Бегуелин кивнул головою.

– Но вы знаете, – прибавил он, входя в свою роль, – я не могу часто заходить к вам, иначе…

– Разумеется!.. – ответил Бегуелин.

– Хотя, конечно, я могу объяснить свое посещение тем, что и я швейцарец, что мы соотечественники…

– А я бывший, бывший! – поправил Бегуелин и махнул рукой.

– Кроме того, я нахожу лишним, – прибавил Симонис, – скрывать от вас, что советник Аммон приходится мне дядей.

Бегуелин вскочил с дивана, поднял ногу, потерял туфель и схватился за голову.

– А, в таком случае ступайте к нему! – При этом он указал на дверь. – Здесь вам больше нечего делать.

Симонис не пошевелился.

– Извините, – ответил он, – старик Аммон – эгоист и противный человек. Я не хочу его знать, а тем больше иметь с ним дело… Я питаю к нему большое отвращение. Это негодный человек.

Удивленный Бегуелин поднял голову и тотчас подошел к Симонису, протягивая ему обе руки.

– Вы благородный молодой человек.
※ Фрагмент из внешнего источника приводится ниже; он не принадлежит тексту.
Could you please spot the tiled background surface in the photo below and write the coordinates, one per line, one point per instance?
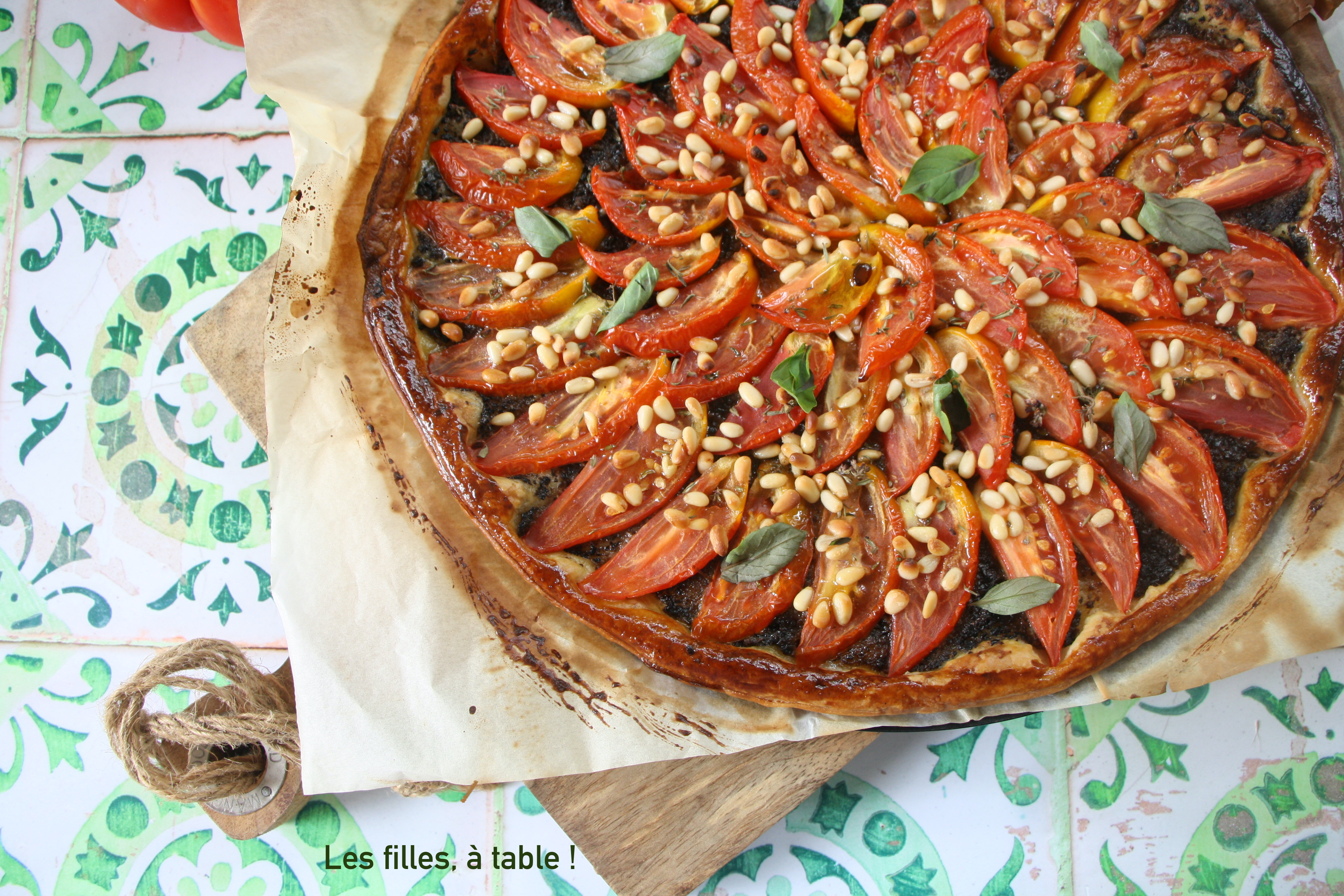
(140, 178)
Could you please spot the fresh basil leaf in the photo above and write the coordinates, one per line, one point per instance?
(795, 375)
(1018, 596)
(944, 174)
(1188, 224)
(632, 299)
(1135, 433)
(647, 59)
(1100, 52)
(541, 232)
(763, 554)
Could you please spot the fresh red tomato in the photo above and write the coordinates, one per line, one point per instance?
(1111, 547)
(565, 435)
(916, 435)
(1226, 180)
(670, 549)
(842, 612)
(701, 311)
(932, 608)
(1176, 485)
(644, 469)
(1038, 546)
(732, 612)
(1220, 383)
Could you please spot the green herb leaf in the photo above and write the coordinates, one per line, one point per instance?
(1135, 433)
(949, 403)
(1188, 224)
(944, 174)
(1018, 596)
(647, 59)
(634, 299)
(542, 233)
(1100, 52)
(763, 554)
(795, 375)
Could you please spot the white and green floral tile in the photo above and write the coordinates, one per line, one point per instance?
(97, 69)
(138, 504)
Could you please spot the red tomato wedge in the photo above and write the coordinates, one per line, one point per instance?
(564, 435)
(702, 309)
(902, 307)
(916, 435)
(1123, 276)
(1076, 332)
(964, 265)
(490, 96)
(1229, 179)
(984, 385)
(449, 225)
(628, 206)
(826, 296)
(842, 612)
(1047, 397)
(1032, 242)
(1111, 544)
(643, 467)
(1265, 283)
(538, 46)
(779, 413)
(849, 408)
(744, 348)
(669, 549)
(1176, 487)
(1038, 544)
(476, 174)
(924, 567)
(1220, 383)
(732, 612)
Да сохранит вас Бог на этом трудном пути, который вы избрали.

На прощание Бегуелин шепнул гостю на ухо:

– Шпионство здесь процветает, поэтому нужно держать язык за зубами… Что же касается писем, записок и т. д., то их следует избегать… Никакие замки в ящиках не помогут… До свидания…

Отсюда Симонис отправился на Новый Рынок, где в старом каменном доме с тремя окнами на улицу жила во втором этаже баронесса Ностиц.

По словам графини де Камас, Симонис ожидал встретить в баронессе такую же старуху, как и его покровительница, которой и принадлежал этот каменный дом. Он уж издали заметил открытые окна, а на них клетки с птичками. В светлой передней сидела у окна немолодая служанка, у которой лежало на коленях протестантская Библия, а в руках она держала шерстяной чулок.